In a typical fMRI experiment  a series of stimuli are presented to an observer and evoked brain activity–in the form of blood-oxygen-level-dependent (BOLD) signals–are measured from tiny chunks of the brain called voxels. The task of the researcher is then to infer the tuning of the voxels to features in the presented stimuli based on the evoked BOLD signals. In order to make this inference quantitatively, it is necessary to have a  model of how BOLD signals are evoked in the presence of stimuli.
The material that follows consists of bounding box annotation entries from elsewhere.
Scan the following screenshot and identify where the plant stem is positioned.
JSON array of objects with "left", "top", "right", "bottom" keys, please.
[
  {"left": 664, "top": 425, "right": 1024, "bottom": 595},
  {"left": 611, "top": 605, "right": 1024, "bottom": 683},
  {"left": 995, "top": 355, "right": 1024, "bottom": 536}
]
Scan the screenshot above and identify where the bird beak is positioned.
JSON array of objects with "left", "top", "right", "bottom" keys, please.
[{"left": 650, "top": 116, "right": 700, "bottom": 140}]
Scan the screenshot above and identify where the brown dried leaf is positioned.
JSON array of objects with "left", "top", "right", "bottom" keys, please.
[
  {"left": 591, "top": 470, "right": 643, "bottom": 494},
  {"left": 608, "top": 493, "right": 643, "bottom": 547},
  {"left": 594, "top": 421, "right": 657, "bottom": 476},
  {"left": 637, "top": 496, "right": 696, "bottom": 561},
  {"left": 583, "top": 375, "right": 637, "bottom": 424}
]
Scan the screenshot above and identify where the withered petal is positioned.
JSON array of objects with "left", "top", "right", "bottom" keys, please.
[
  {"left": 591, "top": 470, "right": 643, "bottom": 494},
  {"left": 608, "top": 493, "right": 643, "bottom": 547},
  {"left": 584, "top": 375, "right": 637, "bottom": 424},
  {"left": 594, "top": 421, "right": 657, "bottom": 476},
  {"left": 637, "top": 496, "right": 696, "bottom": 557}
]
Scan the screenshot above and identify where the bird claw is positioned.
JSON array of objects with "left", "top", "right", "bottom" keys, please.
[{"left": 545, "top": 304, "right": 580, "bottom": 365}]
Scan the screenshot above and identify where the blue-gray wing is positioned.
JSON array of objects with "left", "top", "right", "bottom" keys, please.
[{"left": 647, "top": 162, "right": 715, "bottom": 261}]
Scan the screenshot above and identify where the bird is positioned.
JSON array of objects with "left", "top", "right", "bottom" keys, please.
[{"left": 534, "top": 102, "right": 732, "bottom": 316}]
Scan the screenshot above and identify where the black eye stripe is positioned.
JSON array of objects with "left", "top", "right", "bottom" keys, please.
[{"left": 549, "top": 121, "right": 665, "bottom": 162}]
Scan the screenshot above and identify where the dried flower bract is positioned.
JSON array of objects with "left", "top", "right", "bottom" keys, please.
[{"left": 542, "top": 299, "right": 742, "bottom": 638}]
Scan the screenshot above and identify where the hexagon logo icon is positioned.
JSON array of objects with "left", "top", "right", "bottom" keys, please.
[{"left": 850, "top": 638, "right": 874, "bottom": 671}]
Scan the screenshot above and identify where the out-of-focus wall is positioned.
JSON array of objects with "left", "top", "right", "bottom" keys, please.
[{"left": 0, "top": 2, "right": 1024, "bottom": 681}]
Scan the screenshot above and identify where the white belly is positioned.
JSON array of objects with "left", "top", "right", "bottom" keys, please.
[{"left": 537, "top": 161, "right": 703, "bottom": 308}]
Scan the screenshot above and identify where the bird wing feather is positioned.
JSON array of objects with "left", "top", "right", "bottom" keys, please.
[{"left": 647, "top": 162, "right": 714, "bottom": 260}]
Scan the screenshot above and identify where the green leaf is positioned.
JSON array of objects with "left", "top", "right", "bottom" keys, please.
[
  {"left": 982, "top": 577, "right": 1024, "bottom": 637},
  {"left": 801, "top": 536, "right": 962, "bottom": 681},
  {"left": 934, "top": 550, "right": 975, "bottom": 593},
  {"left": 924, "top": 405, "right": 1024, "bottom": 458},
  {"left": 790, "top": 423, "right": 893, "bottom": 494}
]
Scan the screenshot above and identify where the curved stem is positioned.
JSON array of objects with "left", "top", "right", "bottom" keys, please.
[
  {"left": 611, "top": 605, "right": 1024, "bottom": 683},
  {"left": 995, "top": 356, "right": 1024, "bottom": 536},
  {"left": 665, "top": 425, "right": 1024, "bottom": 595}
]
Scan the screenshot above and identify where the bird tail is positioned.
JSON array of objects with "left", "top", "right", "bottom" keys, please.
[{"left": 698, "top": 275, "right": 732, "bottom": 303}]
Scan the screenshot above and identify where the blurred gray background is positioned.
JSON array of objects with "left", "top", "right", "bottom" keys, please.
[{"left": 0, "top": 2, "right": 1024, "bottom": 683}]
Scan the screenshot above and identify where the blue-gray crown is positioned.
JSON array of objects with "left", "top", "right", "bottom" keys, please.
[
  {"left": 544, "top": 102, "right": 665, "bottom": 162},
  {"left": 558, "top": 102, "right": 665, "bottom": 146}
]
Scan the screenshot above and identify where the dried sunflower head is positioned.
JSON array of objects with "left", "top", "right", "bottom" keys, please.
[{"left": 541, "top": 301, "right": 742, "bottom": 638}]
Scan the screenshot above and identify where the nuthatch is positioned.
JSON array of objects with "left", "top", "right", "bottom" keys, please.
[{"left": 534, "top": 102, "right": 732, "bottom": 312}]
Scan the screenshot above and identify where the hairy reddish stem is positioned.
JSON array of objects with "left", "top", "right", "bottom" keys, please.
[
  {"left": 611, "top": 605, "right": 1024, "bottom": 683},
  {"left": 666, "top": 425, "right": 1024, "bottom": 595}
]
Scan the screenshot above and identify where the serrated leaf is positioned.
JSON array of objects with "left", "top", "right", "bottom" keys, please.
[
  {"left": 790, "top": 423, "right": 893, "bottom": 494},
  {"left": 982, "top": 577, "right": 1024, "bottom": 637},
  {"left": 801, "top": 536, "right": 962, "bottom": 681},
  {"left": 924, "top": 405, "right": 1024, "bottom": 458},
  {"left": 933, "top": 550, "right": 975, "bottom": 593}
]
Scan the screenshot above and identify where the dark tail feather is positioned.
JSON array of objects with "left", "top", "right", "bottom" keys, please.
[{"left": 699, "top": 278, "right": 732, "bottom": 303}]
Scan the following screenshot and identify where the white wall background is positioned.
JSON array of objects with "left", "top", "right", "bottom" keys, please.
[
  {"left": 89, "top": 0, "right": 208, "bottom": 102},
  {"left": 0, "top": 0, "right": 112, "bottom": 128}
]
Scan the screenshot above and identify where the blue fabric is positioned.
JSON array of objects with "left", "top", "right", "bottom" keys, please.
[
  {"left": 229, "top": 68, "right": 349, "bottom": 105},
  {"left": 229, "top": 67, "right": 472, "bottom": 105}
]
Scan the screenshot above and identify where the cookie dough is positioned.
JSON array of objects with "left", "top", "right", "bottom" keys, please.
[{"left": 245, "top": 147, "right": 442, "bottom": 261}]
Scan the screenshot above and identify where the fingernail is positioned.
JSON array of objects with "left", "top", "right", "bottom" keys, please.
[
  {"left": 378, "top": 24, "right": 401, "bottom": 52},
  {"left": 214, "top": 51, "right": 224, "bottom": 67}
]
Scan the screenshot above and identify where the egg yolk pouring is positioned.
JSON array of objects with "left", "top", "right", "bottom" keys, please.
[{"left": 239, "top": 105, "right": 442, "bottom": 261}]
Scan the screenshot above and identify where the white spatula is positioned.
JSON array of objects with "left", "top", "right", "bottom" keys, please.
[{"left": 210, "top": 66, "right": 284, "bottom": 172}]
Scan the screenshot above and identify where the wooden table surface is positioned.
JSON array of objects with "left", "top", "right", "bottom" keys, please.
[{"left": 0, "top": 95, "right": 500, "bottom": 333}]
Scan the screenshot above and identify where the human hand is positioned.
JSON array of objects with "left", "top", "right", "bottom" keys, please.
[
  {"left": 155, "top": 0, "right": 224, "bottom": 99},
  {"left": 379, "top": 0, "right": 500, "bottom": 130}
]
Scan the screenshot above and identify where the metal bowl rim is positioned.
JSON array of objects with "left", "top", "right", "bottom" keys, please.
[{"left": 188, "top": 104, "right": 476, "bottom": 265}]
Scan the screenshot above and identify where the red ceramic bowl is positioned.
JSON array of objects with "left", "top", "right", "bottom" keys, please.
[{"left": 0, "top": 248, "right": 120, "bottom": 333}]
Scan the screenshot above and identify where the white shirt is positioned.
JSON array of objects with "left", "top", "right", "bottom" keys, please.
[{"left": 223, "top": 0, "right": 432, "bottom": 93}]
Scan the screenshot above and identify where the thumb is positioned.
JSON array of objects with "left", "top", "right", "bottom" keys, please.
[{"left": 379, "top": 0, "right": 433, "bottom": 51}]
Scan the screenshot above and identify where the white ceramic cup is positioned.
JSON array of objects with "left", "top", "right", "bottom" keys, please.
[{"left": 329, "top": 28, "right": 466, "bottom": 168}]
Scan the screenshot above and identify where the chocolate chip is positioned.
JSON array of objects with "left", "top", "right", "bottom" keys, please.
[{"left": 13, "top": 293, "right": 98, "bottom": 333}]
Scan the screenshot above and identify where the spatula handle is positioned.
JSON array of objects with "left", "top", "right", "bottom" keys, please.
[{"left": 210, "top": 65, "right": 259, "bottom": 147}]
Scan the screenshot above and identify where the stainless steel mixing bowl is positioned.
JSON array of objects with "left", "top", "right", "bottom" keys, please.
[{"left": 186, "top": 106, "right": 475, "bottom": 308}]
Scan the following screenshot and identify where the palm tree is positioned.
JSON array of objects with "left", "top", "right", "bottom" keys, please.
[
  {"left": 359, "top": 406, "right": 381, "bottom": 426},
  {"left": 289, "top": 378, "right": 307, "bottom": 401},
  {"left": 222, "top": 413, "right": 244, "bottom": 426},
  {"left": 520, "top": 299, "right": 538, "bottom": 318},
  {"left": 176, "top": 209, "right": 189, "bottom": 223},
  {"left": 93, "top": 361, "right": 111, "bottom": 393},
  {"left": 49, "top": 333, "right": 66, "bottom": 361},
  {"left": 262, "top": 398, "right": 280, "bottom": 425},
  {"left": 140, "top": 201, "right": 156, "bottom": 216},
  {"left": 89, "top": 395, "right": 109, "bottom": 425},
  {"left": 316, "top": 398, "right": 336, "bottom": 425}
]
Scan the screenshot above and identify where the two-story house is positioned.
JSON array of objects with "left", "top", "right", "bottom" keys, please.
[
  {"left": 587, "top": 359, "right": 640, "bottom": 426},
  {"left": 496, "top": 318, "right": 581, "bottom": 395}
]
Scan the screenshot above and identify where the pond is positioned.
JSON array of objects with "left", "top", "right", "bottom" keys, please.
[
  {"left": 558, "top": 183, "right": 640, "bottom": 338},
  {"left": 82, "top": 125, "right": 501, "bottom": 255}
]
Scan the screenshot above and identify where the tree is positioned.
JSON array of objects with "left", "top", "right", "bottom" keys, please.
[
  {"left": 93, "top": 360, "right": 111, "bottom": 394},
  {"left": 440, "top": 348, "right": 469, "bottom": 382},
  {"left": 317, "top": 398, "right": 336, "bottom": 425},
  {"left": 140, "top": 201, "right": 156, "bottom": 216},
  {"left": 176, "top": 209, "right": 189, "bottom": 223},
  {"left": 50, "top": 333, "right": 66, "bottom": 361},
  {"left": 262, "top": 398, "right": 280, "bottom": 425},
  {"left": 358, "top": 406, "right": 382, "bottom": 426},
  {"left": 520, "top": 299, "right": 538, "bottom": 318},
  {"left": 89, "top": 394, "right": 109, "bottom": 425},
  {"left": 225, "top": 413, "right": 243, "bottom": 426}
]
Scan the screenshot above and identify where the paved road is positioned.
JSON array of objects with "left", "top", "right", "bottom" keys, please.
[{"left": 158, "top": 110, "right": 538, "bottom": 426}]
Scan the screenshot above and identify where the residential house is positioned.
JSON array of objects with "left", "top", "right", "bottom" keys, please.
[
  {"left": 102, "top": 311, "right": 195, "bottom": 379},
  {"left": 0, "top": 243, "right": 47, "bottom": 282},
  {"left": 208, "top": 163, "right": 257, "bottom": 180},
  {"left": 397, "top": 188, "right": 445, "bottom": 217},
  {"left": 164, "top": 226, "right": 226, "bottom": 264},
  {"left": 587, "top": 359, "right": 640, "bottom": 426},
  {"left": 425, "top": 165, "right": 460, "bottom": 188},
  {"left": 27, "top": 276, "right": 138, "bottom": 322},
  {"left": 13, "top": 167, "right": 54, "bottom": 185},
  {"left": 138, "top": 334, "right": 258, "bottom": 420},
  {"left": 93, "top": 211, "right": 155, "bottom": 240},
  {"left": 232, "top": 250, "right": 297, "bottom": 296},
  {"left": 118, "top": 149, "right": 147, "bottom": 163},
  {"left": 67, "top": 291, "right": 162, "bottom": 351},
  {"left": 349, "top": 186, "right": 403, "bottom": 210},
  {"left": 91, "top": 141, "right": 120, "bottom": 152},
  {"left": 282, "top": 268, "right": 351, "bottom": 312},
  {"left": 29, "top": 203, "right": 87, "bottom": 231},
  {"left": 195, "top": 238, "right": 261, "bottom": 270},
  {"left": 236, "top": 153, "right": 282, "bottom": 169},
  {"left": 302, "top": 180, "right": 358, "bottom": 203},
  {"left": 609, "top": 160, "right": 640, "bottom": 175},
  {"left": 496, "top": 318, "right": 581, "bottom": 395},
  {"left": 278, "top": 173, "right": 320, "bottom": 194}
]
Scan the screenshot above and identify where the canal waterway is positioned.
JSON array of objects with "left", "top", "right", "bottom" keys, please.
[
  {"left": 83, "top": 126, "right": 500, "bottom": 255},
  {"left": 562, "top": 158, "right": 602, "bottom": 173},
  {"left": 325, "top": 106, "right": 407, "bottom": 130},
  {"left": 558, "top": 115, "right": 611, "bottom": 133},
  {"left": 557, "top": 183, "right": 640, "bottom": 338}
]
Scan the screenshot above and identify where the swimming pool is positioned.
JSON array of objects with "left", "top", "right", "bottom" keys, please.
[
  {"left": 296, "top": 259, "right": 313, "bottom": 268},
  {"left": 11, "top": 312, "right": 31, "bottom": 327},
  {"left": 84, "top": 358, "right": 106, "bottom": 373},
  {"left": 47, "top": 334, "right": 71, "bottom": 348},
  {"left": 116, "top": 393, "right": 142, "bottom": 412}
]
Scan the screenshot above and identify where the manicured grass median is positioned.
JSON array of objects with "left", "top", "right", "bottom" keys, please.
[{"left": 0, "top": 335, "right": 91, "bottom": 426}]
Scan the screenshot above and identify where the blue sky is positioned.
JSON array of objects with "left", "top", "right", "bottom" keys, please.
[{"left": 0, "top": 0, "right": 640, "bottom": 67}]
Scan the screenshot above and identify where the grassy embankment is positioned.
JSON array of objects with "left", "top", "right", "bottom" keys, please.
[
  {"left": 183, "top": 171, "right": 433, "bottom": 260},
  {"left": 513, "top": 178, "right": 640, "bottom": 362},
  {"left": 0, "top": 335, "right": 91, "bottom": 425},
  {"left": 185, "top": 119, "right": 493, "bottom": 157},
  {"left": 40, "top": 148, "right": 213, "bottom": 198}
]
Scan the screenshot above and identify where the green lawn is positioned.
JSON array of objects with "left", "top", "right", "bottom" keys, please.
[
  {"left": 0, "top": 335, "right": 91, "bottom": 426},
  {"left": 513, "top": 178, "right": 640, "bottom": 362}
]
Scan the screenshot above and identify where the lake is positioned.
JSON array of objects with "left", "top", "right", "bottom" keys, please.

In this post we’ll develop a model of evoked BOLD signals, and from this model recover the tuning of individual voxels measured during an fMRI experiment.

Modeling the Evoked BOLD Signals — The Stimulus and Design Matrices

Suppose we are running an event-related fMRI experiment where we present C different stimulus conditions to an observer while recording the BOLD signals evoked in their brain over a series of T consecutive fMRI measurements (TRs). We can represent the stimulus presentation quantitatively with a T \times C binary Stimulus Matrix, D, whose entries indicate the onset of each stimulus condition (columns) at each point in time (rows). Now let’s assume that we have an accurate model of how a voxel is activated by a single, very short stimulus. This activation model is called hemodynamic response function (HRF), h, for the voxel, and, as we’ll discuss in a later post, can be estimated from the measured BOLD signals. Let’s assume for now that the voxel is also activated to an equal degree to all stimuli. In this scenario we can represent the BOLD signal evoked over the entire experiment with another T \times C matrix X called the Design Matrix that is the convolution of the stimulus matrix D with the voxel’s HRF h.

X = D * h

Note that this model of the BOLD signal is an example of the Finite Impulse Response (FIR) model that was introduced in the previous post on fMRI Basics.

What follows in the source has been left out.